# Compton scattering problem

1. Jun 23, 2008

### ajhunte

Can Someone look over this and tell me if the work is correct.

1. The problem statement, all variables and given/known data
An object comes in with known velocity (v) and known mass (m) moving directly along the x-axis. It strikes another object of the same mass (m) which is stationary. Find the change in energy of the incoming object based on the angle at which it scattered ($$\theta$$) and the velocity of the target after the collision (u). The collision only occurs in 2 dimensions. (Note: The angle at which the target object is moving can be removed algebraically.)
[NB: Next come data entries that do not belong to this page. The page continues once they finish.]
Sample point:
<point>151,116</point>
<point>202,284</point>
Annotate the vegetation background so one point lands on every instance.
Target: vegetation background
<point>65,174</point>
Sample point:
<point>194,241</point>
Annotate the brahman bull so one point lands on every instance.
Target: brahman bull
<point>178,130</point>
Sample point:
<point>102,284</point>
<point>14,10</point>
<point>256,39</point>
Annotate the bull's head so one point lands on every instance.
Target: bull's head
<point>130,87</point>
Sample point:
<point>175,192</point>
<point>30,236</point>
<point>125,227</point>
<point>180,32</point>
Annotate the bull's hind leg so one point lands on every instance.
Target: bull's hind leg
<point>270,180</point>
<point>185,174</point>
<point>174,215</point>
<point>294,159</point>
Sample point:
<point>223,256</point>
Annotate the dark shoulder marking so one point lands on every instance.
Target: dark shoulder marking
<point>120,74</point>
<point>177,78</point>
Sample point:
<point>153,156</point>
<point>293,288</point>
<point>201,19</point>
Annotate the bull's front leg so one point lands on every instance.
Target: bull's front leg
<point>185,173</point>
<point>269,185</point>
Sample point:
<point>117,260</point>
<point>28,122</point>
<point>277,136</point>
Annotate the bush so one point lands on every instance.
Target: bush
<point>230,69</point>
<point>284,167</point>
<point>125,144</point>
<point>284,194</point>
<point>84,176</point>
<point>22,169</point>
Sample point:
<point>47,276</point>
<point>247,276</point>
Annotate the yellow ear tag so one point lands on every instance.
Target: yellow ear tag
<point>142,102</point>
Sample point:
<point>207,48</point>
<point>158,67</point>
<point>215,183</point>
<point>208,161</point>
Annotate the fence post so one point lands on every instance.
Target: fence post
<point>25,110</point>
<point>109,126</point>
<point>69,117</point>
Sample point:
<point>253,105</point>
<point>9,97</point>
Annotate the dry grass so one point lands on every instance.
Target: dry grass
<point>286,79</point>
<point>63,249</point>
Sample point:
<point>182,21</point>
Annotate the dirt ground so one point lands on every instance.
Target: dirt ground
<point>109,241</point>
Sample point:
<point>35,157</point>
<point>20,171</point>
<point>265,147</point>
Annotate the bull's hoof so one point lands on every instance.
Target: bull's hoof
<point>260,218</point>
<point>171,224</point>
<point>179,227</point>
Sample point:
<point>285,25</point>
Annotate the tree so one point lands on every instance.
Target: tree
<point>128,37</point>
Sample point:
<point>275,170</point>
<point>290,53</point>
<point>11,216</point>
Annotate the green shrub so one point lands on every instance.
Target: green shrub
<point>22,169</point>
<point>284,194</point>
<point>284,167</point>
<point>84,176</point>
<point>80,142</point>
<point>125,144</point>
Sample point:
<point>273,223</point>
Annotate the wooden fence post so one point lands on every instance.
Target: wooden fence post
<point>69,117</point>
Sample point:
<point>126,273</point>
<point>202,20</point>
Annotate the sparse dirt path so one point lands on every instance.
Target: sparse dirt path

$$E_{i}$$=Energy of Incoming Object before collision
$$E_{f}$$=Energy of Incoming Object after collision
$$E_{2}$$=Energy of Target Object after collision

$$p_{i}$$= Momentum of incoming object before collision.
$$p_{f}$$=Momentum of Incoming object after collision.
$$p_{2}$$=Momentum of Target object after collion.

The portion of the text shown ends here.